Medgar Evers Goddaughter Shares March On Washington Memories
MIAMI (CBSMiami) -- August 28th marks the 50th anniversary of one of the most seminal events in the civil rights struggle. The March on Washington for jobs and freedom was one of the largest political rallies for human rights in U.S. history.
Hundreds of thousands of people converged on the National Mall to march from the Washington Monument to the Lincoln Memorial in support of civil and economic rights for African Americans. The event ended with one of the most iconic moments in the civil rights movement when Dr. Martin Luther King Jr. delivered his "I Have A Dream" speech.
The commemorations in Washington resonate for people all over South Florida including Shirley Bailey Johnson, a retired Miami-Dade educator who traveled from Jackson, Mississippi to the original March on Washington when she was a 17-year-old high school senior.
Her father was a big civil rights leader and President of the Jackson Branch of the NAACP. Her godfather was Medgar Evers, a civil rights activist slain in 1963, just two months before the March on Washington.
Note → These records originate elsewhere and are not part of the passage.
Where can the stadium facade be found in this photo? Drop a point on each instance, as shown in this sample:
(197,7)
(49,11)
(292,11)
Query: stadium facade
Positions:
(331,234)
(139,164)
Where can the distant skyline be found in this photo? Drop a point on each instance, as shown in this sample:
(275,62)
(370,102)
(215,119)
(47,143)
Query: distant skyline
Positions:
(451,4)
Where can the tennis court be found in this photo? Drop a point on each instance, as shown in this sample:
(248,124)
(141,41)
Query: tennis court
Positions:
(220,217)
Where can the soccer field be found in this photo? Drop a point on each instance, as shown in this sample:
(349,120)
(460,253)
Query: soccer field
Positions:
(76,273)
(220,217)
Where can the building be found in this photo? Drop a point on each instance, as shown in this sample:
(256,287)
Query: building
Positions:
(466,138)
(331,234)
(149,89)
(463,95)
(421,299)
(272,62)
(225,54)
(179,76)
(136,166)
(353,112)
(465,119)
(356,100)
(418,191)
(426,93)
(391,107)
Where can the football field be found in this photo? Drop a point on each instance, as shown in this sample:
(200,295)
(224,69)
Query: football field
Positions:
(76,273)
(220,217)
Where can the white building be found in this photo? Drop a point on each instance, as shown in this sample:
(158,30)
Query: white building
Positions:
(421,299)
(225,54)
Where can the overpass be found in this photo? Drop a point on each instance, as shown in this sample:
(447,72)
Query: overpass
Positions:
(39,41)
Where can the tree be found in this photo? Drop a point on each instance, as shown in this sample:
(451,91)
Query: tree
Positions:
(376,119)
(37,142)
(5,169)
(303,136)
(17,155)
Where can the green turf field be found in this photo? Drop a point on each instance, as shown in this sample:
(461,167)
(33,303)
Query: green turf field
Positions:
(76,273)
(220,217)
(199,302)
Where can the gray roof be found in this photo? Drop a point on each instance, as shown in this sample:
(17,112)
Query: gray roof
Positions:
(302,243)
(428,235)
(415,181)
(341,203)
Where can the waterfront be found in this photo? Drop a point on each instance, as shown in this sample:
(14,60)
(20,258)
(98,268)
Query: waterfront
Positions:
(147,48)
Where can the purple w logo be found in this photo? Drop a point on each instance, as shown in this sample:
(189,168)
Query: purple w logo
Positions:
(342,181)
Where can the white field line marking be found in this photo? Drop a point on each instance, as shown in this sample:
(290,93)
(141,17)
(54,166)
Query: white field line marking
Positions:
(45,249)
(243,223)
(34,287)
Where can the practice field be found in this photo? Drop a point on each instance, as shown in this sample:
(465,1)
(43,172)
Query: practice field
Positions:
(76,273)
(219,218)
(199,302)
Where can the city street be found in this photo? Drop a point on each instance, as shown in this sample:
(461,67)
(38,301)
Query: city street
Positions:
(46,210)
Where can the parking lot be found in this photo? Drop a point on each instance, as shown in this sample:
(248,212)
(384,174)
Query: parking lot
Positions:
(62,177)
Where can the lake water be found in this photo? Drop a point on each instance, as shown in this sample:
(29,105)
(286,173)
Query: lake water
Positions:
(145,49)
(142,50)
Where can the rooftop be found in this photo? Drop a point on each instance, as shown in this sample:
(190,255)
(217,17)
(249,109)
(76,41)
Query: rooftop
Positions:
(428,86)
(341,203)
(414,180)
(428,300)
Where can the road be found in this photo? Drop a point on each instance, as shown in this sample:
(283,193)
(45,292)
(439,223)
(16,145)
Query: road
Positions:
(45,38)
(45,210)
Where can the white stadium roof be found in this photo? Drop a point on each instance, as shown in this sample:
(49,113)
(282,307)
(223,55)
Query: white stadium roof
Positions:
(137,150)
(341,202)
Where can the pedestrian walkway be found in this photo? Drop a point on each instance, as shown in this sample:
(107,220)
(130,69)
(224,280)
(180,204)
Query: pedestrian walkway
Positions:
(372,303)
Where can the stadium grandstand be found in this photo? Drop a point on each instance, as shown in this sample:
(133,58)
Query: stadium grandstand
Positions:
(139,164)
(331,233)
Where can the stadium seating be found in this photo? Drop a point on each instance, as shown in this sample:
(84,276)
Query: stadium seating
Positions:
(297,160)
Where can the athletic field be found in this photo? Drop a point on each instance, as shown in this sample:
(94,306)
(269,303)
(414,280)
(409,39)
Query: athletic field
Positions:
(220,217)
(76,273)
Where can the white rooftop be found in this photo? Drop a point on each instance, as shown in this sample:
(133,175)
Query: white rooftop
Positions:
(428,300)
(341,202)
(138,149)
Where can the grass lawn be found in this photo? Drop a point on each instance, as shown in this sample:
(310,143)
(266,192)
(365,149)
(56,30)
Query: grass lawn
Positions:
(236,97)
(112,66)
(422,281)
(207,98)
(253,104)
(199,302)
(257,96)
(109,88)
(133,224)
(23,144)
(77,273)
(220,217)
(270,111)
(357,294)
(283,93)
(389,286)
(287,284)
The March is a day Johnson will never forget.
"When we got off the bus, it was a rainbow of people like I've never seen before," described Johnson.
When she heard Dr. King speak, she said it felt like he was speaking directly to her.
"I heard this voice that said, 'I have a dream.' And as Dr. King began to talk about the dream, it was electric. It was all of the things that I had been praying for, we had been fighting for and he put it in a dream that I could understand and that I wanted. Every time he would say a dream, I could just see it and envision it and I was just so happy that somebody had put my dreams into a vision," recalled Johnson.
Johnson went back to Washington to march again a half century later, only this time with her daughter Ebony and her grandson Jason who is clearly very proud of his grandma.
"Every day I say 'My grandma was there. She was at the March on Washington,' and my friends say 'We know. You already told us.' And I say 'Well, I have to say it again'."
Jason went on to say his grandmother is a true inspiration. "All the work that she has done makes me happy. It makes me want to follow in her footsteps."
Johnson said she has dedicated her life here in South Florida to making sure the dream Dr. King talked about 50 years ago is available to everybody, no matter who they are or what they look like.
Knowing and realizing that her hard work has paid off brought tears to her eyes.
"That's probably the greatest gift that I could ever have. To know beyond a shadow of a doubt that the commitment I made to my father, that I have done it and will continue to do it as long as God gives me life."
Johnson admits a lot of the battles her generation waged, are not completely won, but raising a daughter and grandson on the importance of those dreams, means there are future civil rights leaders ready to continue that work.